MINNEAPOLIS (WCCO) — Law enforcement officers are reminding us about the dangers of drinking while boating before the holiday weekend gets started.
This year has already been the most deadly on the lakes since 2005, with nine people losing their lives in boating accidents.
Officials with the Department of Natural Resources, the Minnesota State Patrol and several county sheriff’s offices announced the start of “Operation Dry Water” Thursday morning.
It is a national campaign to deter drinking and boating through stepped-up patrols on lakes like Lake Minnetonka — where the largest number of boating-while-intoxicated arrests are made in the state each year.
This is also where law enforcement officers chose to share a word of warning.
“In 2016, alcohol was a primary factor in over half of the boating fatalities on Minnesota waters,” said DNR Conservation Officer Adam Block. “Drunk boating is drunk driving.”
Officers want you to know that having a blood-alcohol content of .08 while operating a boat can get you arrested and land you in jail.
They demonstrated how they test boaters to see if they are impaired. They described some of the warning signs that someone has had too much to drink.
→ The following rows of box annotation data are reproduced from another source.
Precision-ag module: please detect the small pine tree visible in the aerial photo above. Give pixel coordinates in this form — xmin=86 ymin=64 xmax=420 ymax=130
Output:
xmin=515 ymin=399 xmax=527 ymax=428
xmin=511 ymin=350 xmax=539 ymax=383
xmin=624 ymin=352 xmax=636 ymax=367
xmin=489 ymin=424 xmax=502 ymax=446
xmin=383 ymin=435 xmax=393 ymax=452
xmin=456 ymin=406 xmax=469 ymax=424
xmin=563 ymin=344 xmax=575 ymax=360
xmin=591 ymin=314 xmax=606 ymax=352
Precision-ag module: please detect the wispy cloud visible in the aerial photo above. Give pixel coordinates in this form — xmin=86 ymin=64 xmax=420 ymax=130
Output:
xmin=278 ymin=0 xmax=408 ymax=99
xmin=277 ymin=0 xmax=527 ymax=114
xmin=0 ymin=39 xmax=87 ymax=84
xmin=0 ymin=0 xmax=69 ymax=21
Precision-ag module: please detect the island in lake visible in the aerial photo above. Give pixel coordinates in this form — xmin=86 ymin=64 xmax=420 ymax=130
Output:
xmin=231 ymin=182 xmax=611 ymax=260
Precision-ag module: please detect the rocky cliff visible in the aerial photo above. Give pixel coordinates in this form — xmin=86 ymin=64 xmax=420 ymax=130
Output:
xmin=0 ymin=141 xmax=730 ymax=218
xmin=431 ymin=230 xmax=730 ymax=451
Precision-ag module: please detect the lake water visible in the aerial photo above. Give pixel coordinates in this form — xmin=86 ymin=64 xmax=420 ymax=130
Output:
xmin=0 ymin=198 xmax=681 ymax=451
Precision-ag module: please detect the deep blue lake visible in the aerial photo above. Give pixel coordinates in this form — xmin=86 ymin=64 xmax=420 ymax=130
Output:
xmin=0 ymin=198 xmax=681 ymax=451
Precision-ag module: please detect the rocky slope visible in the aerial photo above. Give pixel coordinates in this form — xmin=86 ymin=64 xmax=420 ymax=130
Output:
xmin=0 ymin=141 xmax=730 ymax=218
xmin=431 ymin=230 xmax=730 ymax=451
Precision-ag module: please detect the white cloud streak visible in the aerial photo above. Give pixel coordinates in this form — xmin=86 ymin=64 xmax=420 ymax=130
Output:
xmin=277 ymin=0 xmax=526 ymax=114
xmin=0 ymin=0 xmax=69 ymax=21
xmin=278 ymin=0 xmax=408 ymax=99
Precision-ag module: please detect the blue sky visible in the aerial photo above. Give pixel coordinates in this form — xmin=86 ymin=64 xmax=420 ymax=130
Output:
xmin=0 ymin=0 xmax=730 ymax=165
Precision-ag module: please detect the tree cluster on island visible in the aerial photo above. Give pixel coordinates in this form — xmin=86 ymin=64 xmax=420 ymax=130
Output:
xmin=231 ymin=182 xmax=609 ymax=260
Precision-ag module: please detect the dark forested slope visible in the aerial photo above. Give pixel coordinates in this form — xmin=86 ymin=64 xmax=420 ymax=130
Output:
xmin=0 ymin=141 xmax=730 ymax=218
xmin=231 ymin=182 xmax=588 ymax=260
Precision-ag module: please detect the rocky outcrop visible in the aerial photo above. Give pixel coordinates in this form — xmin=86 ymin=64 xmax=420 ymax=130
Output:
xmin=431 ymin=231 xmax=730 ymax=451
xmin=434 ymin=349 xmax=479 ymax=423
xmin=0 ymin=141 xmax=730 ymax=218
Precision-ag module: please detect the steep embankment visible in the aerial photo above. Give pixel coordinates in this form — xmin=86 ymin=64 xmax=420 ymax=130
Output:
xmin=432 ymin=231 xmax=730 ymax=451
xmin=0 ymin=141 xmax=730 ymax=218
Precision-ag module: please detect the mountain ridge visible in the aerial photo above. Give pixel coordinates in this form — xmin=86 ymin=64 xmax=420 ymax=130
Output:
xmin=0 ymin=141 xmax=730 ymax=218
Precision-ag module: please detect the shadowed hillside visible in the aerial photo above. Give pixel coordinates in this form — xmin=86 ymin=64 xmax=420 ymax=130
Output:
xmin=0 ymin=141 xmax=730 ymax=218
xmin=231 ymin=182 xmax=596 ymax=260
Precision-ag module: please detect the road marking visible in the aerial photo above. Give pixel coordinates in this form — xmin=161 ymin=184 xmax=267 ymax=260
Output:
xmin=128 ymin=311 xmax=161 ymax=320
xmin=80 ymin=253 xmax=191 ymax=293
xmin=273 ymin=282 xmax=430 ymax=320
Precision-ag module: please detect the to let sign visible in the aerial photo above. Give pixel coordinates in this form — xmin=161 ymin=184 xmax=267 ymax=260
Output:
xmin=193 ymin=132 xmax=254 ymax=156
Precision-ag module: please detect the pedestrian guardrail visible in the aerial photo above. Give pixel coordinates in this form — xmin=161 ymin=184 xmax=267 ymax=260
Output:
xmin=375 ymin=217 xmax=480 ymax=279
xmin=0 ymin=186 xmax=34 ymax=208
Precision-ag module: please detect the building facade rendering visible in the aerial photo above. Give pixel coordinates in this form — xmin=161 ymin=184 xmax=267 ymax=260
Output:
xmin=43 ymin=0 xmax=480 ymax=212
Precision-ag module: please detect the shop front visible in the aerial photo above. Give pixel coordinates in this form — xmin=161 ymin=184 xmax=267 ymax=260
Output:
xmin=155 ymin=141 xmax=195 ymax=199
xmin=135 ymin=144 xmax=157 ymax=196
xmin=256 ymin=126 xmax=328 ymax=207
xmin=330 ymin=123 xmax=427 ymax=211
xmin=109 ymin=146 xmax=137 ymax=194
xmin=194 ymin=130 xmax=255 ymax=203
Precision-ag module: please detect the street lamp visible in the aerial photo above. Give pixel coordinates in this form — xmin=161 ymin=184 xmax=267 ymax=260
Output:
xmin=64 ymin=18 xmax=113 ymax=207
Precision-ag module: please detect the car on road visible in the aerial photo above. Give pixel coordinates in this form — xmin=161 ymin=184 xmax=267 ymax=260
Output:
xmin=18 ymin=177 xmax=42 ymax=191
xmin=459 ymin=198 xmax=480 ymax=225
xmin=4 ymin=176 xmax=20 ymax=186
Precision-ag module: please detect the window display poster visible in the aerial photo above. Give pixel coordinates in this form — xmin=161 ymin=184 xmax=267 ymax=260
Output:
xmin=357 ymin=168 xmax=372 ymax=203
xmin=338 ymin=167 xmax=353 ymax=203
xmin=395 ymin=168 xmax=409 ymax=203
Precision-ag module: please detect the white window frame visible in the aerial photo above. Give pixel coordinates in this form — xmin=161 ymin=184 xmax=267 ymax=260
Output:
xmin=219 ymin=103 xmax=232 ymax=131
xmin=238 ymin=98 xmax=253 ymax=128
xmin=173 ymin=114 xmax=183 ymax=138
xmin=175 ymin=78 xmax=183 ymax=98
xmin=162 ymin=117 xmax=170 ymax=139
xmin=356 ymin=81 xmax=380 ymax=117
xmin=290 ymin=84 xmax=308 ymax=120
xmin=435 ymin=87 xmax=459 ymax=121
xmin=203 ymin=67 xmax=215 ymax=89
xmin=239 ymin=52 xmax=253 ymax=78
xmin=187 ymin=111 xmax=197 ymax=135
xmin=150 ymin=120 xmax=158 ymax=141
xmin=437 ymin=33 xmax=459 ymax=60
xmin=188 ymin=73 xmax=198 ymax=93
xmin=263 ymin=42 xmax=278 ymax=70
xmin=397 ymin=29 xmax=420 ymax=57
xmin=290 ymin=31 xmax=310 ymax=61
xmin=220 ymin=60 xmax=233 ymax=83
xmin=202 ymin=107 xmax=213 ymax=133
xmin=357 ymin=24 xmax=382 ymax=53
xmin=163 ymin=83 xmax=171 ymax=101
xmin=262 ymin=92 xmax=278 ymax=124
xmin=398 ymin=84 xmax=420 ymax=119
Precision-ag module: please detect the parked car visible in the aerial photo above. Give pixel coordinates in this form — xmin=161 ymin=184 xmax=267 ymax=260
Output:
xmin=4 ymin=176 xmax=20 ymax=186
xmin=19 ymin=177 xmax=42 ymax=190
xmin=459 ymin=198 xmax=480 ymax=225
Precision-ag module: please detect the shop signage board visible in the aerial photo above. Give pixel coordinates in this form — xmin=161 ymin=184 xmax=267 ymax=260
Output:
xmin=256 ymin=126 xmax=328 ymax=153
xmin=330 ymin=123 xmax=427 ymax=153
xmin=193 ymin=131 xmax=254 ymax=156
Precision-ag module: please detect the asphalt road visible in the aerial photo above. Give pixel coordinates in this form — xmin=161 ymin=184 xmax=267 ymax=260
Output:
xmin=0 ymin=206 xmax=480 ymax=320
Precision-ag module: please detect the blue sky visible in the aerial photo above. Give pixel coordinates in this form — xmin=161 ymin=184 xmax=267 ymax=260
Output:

Sometimes they observe boaters violating a no-wake location or throwing items out of the boat.
“We’re stopping people for when it gets dark, they’re not having their navigation lights on, there’s people sitting on the boat in areas they shouldn’t be, there’s children that not wearing life jackets that are required to,” Block said.
WCCO talked with people taking advantage of a slow day on the lake.
“We don’t typically go out on the weekends, especially on holiday weekends,” said boater Rob Anonen. “It gets pretty, pretty busy … Pretty rowdy, pretty crazy, too many boats, too a little unpredictable.”
DNR officers say that besides getting ticketed and fined for boating while intoxicated, you can you can lose your boat-driving privileges.
“We would rather arrest you than tell your family or friends or the family or friends of an innocent victim that they’re no longer coming home,” Block said.
He says that not wearing a life jacket is the reason some boaters drown, but often times the reason they end up in the water is because they’re intoxicated.